Letter to the Editor

Still misses 'Crews News'

Monday, May 21, 2007

A few days ago, my local newspaper, the San Diego Union-Tribune, carried a story about the demise of yet another small-town paper. There are too many stories like that these days. Another death in a vanishing species.

Let me say here that I am 40+ years into a career in the radio business. But I confess to a life-long love affair with a much older medium, newspapers. The end of the line for that small California daily stirred some thoughts about my own hometown newspaper. It certainly wasn't the Washington Post, the Chicago Tribune or the San Francisco Chronicle. It was four pages long and it came out once a week. But it was all ours.

Where and when I grew up, the state's newspaper of record was the Omaha World-Herald. The regional paper of record was the McCook Daily Gazette. All of that is still true today. Then you got down to the real bottom line. Ours was the Culbertson Progress.

The Progress had lots of company. The difference between the little towns and the tiny towns was that the little towns had at least one traffic signal and a daily newspaper. The tiny towns had at least one street and a weekly. A few of those weeklies are still alive, but struggling, today. Due to the dwindling rural population, the survivors are usually county-wide in nature.
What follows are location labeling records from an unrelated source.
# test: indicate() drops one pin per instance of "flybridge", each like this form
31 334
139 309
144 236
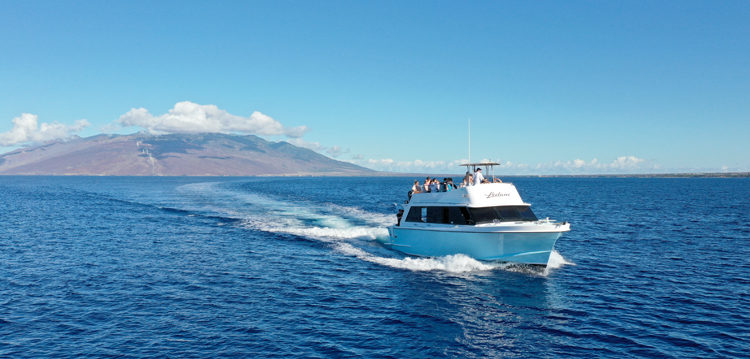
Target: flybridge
487 221
486 194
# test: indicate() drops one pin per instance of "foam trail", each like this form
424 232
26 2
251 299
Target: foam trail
458 263
339 225
556 260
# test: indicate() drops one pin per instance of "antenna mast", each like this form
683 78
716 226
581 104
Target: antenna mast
469 140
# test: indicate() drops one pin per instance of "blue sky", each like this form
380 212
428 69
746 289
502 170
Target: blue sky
549 86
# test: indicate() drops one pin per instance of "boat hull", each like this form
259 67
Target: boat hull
519 247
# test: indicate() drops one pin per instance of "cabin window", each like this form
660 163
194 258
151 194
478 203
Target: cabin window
502 214
444 215
416 214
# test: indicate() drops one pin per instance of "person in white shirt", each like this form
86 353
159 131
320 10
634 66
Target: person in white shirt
478 178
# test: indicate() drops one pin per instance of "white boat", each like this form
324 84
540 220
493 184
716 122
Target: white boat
486 221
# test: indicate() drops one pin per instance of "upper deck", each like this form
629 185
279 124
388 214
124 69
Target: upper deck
482 195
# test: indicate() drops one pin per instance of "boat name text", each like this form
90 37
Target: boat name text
497 194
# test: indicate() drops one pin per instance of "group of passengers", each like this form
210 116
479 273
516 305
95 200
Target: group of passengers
432 185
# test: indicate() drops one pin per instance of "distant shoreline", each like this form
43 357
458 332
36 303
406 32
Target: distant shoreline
397 174
615 175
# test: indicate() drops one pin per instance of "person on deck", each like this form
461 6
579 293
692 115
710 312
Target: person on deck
478 178
467 180
416 188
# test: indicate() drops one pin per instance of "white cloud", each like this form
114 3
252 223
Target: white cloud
26 129
189 117
620 164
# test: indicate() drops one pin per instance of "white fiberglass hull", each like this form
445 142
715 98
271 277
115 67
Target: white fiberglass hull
528 243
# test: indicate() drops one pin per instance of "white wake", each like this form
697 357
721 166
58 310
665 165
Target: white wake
341 226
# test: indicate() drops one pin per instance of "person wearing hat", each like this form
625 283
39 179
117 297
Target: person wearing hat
478 178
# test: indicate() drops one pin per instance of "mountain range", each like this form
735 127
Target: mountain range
172 155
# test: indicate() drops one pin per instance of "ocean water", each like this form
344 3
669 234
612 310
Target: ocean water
290 267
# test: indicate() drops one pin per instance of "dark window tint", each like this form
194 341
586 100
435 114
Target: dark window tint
415 214
458 215
502 214
437 215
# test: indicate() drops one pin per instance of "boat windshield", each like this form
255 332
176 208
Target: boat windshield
502 214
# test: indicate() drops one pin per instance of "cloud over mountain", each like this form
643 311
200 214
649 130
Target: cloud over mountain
190 117
26 129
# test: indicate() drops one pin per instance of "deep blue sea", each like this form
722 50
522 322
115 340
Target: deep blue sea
290 267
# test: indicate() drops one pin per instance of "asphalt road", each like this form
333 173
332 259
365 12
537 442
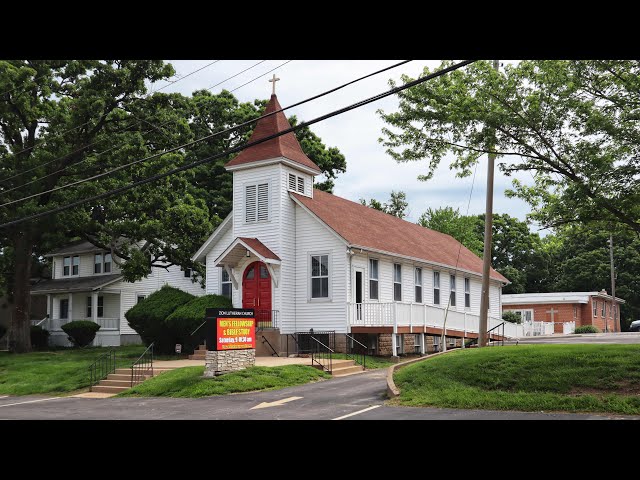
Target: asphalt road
355 397
622 338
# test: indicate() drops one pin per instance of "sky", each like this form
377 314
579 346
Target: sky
371 173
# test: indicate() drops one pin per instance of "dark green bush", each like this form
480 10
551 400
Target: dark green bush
185 319
587 329
511 316
39 338
147 317
81 332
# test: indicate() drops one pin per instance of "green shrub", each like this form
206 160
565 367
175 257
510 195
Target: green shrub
587 329
511 316
39 338
185 319
81 332
147 317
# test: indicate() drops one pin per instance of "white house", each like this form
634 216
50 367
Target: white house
306 259
86 284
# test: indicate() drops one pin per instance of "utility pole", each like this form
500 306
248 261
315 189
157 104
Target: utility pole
488 233
613 284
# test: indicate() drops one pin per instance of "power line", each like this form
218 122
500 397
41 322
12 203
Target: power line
189 166
87 123
98 141
207 137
Most of the time, the Progress was pretty much a one-man operation. Allan Smith, the owner, publisher, editor, reporter, typesetter and printer, put the paper to bed on Wednesday, published on Thursday and had it in the local mailboxes on Friday. He never missed. There were the usual weddings, funerals, engagements, civic and church organization items and high school sports stories. Because people in the tiny towns of the Midwest tended to behave themselves, there wasn't much news on the police beat. One of the infrequent runs by the volunteer fire department was always good for a story.

I was never certain how the Progress made its money. There was not much advertising, and subscriptions were cheap. It was probably a combination of low overhead (Smith, with his own hands, set the type on his ancient Linotype machine and printed the paper on an even more ancient flatbed press) and the fact that most of Culbertson's wedding invitations, advertising flyers and business forms were printed by the Progress. The big advertiser, year in and year out, was the Crews Lumber Company, now long defunct. The Crews Lumber ad, a quarter-page on page four, was called the "Crews News" and consisted of brief advertising messages and extremely corny jokes. It was the first place Culbertsonites looked when they retrieved the Progress from the mailbox.

When Smith passed away, the Progress died with him. His wife and daughters, with typical Midwestern good sense, saw the writing on the wall for tiny-town newspapering and let it go.

The little towns, and the tiny towns, too, are now as media-saturated as the big cities. A dozen radio stations where there once were one or two, hundreds of cable TV channels, the Internet, satellite, the larger newspapers … all have erased the isolation.

Whether you're in Culbertson or Los Angeles, McCook or New York City, you know the same things, at the same time, even if much of what you know deals with such important matters as the latest antic of Paris Hilton or Britney Spears.

What you may not know is the latest on the Culbertson Methodist Wom-en's fundraiser or the school picnic. And you can't meet someone over coffee and start the conversation with, "Did you hear the one about …" from this week's "Crews News." Not a big thing, to be sure. But a lost part of the fabric of life in the little places most of us call home.

-- Doug Herman is a Culbertson native, now living in San Diego, California.